Pourtant le destin offre toujours une occasion de sortir par la grande porte.
Issa Hayatou, après avoir été candidat puis président par intérim de la Fifa, avait accompli un rêve, trôner au sommet du football mondial, lui petit prince peul de Garoua. Cette année, son pays le Cameroun venait de gagner une CAN inespérée, quelques mois après une mémorable CAN féminine organisée par son si incontrôlable pays.
Enfin, il avait obtenu que le Cameroun organise enfin une CAN en 2019 47 ans après. Le temps des cathédrales a montré qu’au lieu de servir Dieu, les hommes servaient leur propre orgueil.
Mutatis Mutandis : Paul Biya sert-il Dieu ou son propre orgueil ?
La composition de la commission pour la promotion du bilinguisme et du multiculturalisme montre que le président reste égal à lui-même : conservateur, méfiant, sans panache et finalement inefficace. Notre pays est englué dans une crise identitaire, une crise de la forme de l’Etat avec des métastases dans l’éducation, l’économie et le vivre ensemble.
Au-delà du problème anglophone, c’est tout le corps social qui est malade et on attendait que l’électrochoc vienne de la commission du bilinguisme et du multiculturalisme, qui marquerait le début d’une prise de conscience que la rupture entre l’ordre régnant et le peuple nous mène à la dérive.
Au lieu d’un traitement de choc, le Président a servi un placébo.
Cette commission est condamnée à échouer car elle est le reflet de l’orgueil de Paul Biya et non de sa volonté de résoudre la question anglophone et du vivre ensemble de tous les Camerounais. Pour la diriger, le Président a choisi un anglophone du Sud-Ouest alors que l’épicentre de la crise est dans le Nord-Ouest, qui est accusé par sa Région sœur du nord de mollesse. Mafany Musonge cumule ses fonctions de sénateur, président du groupe parlementaire RDPC à la chambre haute, et grand chancelier des ordres nationaux. Ci-devant Premier ministre, âgé de 74 ans, il est, à son corps défendant, la certitude que Paul Biya ne veut rien lâcher, qu’il ne prend aucun risque et qu’il va tout contrôler.

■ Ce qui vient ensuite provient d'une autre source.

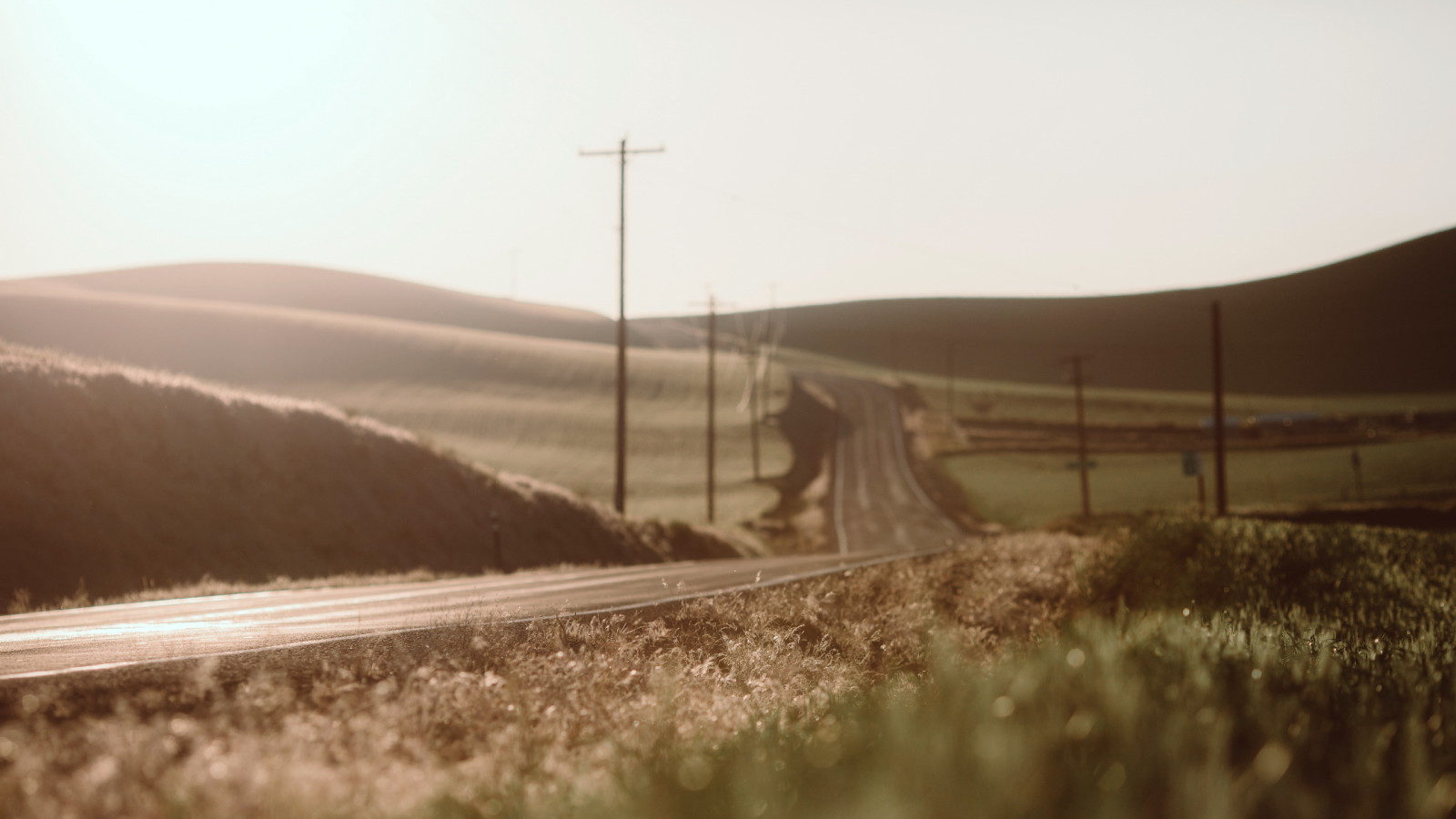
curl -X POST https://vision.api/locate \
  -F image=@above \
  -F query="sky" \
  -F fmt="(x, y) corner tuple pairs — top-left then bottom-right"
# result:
(0, 0), (1456, 315)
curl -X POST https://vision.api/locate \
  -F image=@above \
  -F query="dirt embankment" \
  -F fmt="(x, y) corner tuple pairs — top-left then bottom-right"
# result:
(891, 382), (996, 532)
(936, 411), (1456, 455)
(0, 340), (745, 605)
(748, 376), (844, 554)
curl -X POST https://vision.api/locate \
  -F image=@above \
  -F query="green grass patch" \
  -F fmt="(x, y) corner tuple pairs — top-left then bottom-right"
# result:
(942, 439), (1456, 526)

Le chef de l’Etat est déjà dans le rapport de force, comme en témoigne la cooptation de Ama Tutu Muna. Quand on sait l’activisme de ses frères ? Ben et Akere Muna ? dans cette crise et ce que son propre père, Solomon Tandeng Muna, a représenté dans le processus de l’avènement de l’État unitaire, elle est utilisée comme alibi. Une sorte d’Aminatou Ahidjo.
Abouem à Tchoyi, qui a montré qu’il connaît bien le problème anglophone, paraîtra bien isolé dans ce biotope.
Quand on observe la commission Musonge, il transparaît un excès de calcul politique et un jeu d’équilibre politicien, mais très peu les signaux d’un dirigeant travaillé par le souci de construire des solutions à une crise si clivante qu’elle en est dangereuse pour la nation. Paul Biya n’a pas eu à cœur d’offrir à cette commission une légitimité assise sur un ancrage populaire et un incontestable leadership de ses membres.
Cette commission sera « son machin ».
On est en plein dans le drame de la gouvernance camerounaise, que ce soit pour Issa Hayatou que pour la commission Musonge. C’est la persistance des mêmes visages, cette incapacité de renouvellement du personnel et cette impression de tournis à force d’entendre les mêmes noms. Notre pouvoir a besoin d’une bonne cure de dégagisme qui agira comme lorsqu’on ouvre portes et fenêtres dans une maison pour laisser les courants d’air emporter les mauvaises odeurs. Au lieu de quoi, le pays étouffe de ne pas s’oxygéner d’intelligence et de compétence nouvelles. Pourtant, elles sont là.
Nous sommes en plein dans le temps des cathédrales, où on sert son orgueil quand on dit servir le pays.